これは、5年ぶりの2作目であり、前著と重なるエピソードもあるものの、アウトローとの交わりを中心に整えられている。監修は、鈴木智彦氏である。ヤクザの表と裏を知り尽くすライターの助力によって、彼ら彼女たちの生身の声とともに、人間関係の機微が浮かびあがる。
著者・生島マリカが描くのは、人間の業であり、強さであり、弱さであり、情けなさであり、凛々しさである。人が生きるうえでの、ありとあらゆる感情が詰まっている。
「神戸の社長」と呼ばれていた、五代目山口組組長・渡辺芳則、「奈良の会長」こと、五代目山口組若頭補佐・桑田兼吉、この2人とのエピソードから始まる。1997年のことである。その年の山口組では、8月にJR新神戸駅につながるホテルで、ナンバー2の若頭・宅見勝が射殺される。
物情騒然としたなかで、著者は、乳飲児を抱えながら、大阪・北新地のホステスとして、山口組の大幹部たちと接した。しかし、宅見の名前はもちろん、事件については、まったく触れられていない。
彼らは、どんな心境で当時を過ごしていたのか。間近で触れた生々しさが散りばめられている。
なかでも、生島マリカは、なぜ「神戸の社長」の腹にパンチをくりだしたのか。スイートルームでバスローブを脱いだ「奈良の会長」の前からどうやって帰ったのか。ぜひ本を手にとってから驚いていただきたい。
「奈良の会長」がその後どうなったのかを知れば、彼女の描写は、さらに血の通ったものに感じられるだろう。
映画のモデルになった事件は、前著でも書かれていたが、この本で読むと、より人間臭く見える。その前に置かれた第2章に「おかまちゃん」との接点が語られているからである。
「彼女たちの絶望」をめぐる著者の分析は、客観的な視点からは、ぜったいに出てこない。

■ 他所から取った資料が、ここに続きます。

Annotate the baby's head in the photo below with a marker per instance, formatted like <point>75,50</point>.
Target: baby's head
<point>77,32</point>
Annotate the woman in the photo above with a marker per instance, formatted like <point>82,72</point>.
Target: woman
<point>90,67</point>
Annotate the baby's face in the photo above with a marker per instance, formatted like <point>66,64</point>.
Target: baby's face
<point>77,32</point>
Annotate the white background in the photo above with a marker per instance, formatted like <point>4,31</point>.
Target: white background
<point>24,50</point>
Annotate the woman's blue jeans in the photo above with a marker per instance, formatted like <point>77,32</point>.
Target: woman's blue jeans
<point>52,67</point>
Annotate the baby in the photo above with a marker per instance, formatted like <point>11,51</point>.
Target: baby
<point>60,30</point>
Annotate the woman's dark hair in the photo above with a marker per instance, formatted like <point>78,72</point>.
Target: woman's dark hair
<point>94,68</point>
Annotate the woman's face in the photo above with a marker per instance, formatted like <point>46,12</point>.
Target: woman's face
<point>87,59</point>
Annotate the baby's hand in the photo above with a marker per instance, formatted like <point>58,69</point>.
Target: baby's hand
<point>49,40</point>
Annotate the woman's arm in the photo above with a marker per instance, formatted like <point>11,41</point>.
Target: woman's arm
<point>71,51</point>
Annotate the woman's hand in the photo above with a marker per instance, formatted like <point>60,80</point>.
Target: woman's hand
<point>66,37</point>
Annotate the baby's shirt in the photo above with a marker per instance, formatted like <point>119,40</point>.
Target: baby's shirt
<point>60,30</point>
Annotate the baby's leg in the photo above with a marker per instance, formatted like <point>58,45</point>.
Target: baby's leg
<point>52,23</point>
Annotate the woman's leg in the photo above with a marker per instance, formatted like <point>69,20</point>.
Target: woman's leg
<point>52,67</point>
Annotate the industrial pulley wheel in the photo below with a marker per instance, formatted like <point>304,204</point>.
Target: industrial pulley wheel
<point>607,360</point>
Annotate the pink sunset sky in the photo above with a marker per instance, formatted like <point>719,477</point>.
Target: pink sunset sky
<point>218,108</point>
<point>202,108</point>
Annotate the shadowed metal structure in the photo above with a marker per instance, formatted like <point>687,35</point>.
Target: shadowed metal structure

五歳から今日まで、わたしは何十人ものおかまちゃんと接してきましたが、同じような問題で挫折し、傷ついた人がたくさんいました。何も生み出さない空っぽな穴と、失った男根を呪い、苦しみを乗り越えられず、自ら命を絶つ人もいます。彼女たちの絶望は、所詮わたしたちには分からないのかもしれませんが、何であれ死ぬよりはいい。そう願い言い切れるのは、わたしが女だからかも知れない。(pp.113)
ここを、義務教育に使うべきではないか。
ありふれたキレイゴトは通じない。哀しさと喜びをつづったさきに、著者が13歳から14歳で体験した「マルサの事件」が置かれている。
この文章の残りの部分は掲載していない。